Discovering the crime novelist Tana French was, for me, an experience of immense delight. After coming across a review of her 2016 novel, THE TRESPASSER, in one of those year-end roundups, I sprang for the hardcover. But as I came up for air between French’s propulsive plot and enviable prose, I thought, Good lord, this woman has been writing for an entire decade, and I could have been reading her this entire time? Of course, this was followed by the realization that after I finished I would have five of her earlier novels—all set within the world of the Dublin Murder Squad—on which to promptly glut myself.
I eagerly moved on to French’s debut, IN THE WOODS, which I have since revisited on audiobook (with a superb narration by Steven Crossley). Given that her most recent novel displays painfully mature insights into midlife regret, self-reinvention, and the cruel finality of decisions made blithely in one’s youth, I was prepared for that feeling of devolution a reader sometimes gets when working backward through an author’s work. But IN THE WOODS proved to have just as much complexity and psychological meat on its bones.
Told in first person by Detective Rob Ryan, the narrative unfolds as a kind of ghost story in which Ryan—after a murdered girl turns up in the Dublin suburb of his youth—is compelled to revisit the childhood disappearance of his two best friends. The conceit itself is not unfamiliar: a detective’s latest case forces him back to his hometown to confront dangerous truths about his past. Can he keep it together or will the reader watch him unravel in spectacular fashion?

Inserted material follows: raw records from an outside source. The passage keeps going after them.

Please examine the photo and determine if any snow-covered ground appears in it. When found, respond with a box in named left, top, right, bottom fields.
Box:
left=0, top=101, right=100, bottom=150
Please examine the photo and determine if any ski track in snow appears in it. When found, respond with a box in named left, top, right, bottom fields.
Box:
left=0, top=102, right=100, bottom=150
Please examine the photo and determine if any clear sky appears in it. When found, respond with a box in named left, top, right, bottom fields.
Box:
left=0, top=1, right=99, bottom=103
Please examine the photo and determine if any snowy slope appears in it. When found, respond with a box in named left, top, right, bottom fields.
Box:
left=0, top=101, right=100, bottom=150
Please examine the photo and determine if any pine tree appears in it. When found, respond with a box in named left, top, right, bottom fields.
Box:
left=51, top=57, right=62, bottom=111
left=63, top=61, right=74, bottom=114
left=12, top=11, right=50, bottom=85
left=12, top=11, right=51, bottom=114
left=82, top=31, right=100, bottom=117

If the setup sounds textbook, French’s sleight of hand makes an otherwise hardboiled procedural appear as artful as fiction comes, with characters so exquisitely flawed and prose so expertly constructed that one wants to linger in their formation despite the sharp tug of the plot. It helps, of course, that French has given us a hyper-literate hero, whom we believe fully deserving of the words she lends him: “I went for old books, the older the better—Tolstoy, Poe, Jacobean tragedies, a dusty translation of Laclos—so that when I finally resurfaced, blinking and dazzled, it took me days to stop thinking in their cool, polished, crystalline rhythms.”
I was struck by how French layered past over present to create a clever doubling of everything Detective Ryan has lost long ago, even if he cannot appreciate this himself. The configuration and dynamics of his childhood friend group re-emerges; bratty playground dialogue replicates itself among the adults of the squad room; and the emotional damage of Ryan’s formative years ricochets toward the present to devastating effect.
In the balance between the lyrical and psychologically deft, it’s easy to forget that IN THE WOODS qualifies as genre crime. But then finding that rare author who consistently combines serious literary muscle with the plot-driven pleasures of genre fiction—six novels and counting for French—is one of the most gratifying discoveries a reader can make.